One of the issues with differentials operating under extreme conditions such as linehaul B-double work is heat build-up. With the relatively small amount of oil contained within the diff housing and limited heat transfer from the housing, diff oil temperatures can reach as high as 130 ‘C degrees in high ambient temps. Over prolonged periods this can degrade the oil and also lead to inadequate lubrication for the vital parts due to thinning of the oil.

According to Tony, the pressure-fed lubricated driveheads are generally running up to 15 degrees Celsius cooler than conventional units under similar operating conditions.

“We’re seeing the improved thermal efficiency due to the fact that we’re running oil lines external of the carrier,” he says. “This potentially could provide the benefit of improved oil durability.”

Another benefit of the design is that the pump draws the oil through a 40-micron stainless steel gauze filter which is easily removed and cleaned when changing the oil. This type of filtration is not possible with a conventional splash-fed differential.

Tony says the simplicity of design was an important factor in developing the system which is solely for the Australian market.

“We redesigned our existing carrier with the relevant porting and with provision to mount the pump, which is driven from the pinion nut,” Tony says. “So as soon as the truck starts to move, oil is continually being pumped through the system,” he says. “We’ve tried to be as innovative as we can with the design of the system because obviously with the relatively small Australian sales volumes we have to make it cost effective and viable.”
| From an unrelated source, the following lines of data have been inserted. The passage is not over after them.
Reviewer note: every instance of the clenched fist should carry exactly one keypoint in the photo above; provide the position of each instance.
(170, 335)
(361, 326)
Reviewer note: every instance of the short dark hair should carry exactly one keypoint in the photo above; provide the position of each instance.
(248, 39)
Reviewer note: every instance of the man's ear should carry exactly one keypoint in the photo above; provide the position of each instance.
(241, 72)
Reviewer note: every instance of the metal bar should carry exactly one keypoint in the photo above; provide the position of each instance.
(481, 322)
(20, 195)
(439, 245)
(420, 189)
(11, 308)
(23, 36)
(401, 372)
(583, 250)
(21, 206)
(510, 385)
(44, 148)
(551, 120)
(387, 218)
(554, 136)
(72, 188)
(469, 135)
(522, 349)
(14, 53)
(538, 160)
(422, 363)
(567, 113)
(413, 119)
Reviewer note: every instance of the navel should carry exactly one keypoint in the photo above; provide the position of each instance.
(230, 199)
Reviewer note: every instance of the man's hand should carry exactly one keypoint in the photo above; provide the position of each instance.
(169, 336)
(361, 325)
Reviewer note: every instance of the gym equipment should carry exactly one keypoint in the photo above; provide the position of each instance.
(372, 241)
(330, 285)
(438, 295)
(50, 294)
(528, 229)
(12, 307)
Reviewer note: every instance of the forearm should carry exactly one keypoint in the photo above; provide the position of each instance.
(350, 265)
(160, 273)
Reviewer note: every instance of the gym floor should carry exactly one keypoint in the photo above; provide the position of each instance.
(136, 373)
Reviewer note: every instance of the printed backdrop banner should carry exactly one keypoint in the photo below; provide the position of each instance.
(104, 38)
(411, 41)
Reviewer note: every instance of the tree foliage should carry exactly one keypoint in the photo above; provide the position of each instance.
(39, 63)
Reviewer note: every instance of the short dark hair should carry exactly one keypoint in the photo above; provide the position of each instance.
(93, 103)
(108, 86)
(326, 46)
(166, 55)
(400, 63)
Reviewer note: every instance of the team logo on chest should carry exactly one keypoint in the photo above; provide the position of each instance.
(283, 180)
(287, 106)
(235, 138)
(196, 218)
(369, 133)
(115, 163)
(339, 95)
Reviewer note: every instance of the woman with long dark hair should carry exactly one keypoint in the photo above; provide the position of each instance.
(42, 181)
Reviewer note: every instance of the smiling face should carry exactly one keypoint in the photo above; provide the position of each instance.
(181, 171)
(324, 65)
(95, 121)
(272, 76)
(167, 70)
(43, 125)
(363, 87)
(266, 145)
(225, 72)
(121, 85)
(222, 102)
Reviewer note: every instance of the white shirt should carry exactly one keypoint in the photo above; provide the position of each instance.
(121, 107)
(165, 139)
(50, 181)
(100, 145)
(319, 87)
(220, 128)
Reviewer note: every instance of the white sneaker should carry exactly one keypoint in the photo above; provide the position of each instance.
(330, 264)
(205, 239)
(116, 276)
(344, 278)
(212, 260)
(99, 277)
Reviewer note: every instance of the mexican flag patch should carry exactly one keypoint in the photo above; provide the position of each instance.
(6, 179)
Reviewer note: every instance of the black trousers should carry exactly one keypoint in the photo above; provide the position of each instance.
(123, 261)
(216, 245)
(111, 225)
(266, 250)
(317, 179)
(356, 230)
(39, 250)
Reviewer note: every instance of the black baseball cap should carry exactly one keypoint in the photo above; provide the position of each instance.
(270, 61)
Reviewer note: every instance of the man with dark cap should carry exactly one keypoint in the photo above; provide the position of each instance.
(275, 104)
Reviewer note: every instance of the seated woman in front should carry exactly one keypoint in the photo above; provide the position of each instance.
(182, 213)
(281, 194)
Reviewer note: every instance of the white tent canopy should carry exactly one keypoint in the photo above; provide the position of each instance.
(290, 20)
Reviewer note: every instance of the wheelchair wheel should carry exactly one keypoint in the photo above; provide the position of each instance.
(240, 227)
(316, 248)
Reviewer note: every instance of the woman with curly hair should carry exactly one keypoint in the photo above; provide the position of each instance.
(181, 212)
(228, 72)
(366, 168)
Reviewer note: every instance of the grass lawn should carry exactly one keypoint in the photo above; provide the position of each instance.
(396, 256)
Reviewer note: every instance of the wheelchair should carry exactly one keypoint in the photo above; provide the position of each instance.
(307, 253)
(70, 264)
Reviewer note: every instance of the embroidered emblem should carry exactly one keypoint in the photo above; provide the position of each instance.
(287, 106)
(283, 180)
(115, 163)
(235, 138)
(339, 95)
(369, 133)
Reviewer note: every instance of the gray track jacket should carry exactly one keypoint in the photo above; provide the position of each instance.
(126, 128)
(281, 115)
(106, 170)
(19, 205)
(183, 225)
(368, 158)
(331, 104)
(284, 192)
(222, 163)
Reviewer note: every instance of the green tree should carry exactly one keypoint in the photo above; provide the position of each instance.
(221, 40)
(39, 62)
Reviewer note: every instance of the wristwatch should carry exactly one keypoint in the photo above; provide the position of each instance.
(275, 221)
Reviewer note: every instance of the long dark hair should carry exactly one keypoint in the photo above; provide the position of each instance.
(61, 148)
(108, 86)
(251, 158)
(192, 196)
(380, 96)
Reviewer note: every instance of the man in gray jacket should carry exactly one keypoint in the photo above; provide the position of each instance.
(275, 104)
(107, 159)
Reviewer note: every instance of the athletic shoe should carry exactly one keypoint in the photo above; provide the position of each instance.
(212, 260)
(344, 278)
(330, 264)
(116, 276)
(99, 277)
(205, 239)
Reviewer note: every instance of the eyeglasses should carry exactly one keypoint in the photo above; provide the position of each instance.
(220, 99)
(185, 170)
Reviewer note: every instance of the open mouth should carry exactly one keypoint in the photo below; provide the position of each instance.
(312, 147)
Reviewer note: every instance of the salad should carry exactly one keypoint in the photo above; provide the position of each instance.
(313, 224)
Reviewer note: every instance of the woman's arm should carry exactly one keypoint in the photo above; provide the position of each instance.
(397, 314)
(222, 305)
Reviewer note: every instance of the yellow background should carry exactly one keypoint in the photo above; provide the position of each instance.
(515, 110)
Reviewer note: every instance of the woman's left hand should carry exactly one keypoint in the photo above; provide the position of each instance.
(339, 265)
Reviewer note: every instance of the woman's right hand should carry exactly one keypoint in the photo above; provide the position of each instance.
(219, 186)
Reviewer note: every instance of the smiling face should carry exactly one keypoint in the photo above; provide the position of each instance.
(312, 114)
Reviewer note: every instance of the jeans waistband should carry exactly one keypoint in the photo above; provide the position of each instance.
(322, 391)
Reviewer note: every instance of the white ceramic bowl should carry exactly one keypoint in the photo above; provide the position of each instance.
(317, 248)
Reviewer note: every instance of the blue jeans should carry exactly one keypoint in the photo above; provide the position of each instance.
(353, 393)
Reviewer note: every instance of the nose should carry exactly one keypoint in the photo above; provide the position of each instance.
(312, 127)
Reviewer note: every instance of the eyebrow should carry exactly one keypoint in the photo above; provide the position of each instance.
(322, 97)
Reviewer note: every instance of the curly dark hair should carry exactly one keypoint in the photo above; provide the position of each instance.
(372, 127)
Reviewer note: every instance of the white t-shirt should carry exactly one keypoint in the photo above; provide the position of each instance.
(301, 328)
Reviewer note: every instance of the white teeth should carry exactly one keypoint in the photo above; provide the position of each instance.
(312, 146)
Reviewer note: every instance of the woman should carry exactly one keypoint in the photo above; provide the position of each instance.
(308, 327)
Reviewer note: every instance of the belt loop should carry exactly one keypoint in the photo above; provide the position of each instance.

Summing up, Dana’s pressure-fed lubrication of the drivehead is a great example of Aussie ingenuity coming to the fore in the quest for improved durability and long-term performance of the product.
It demonstrates the desire of Dana to keep improving its products in line with the demands of an industry that operates on slim profit margins and needs its equipment to last as long as possible.

Fast Fact
Dana has developed a force-fed lubrication system for its tandem-axle BD70 SLS drivehead that is designed to considerably increase In-service life.

Fast Fact
Australia has much harsher operating conditions than Europe and North America. This is the reason why Dana Australia tailors its driveline products to suit the local environment.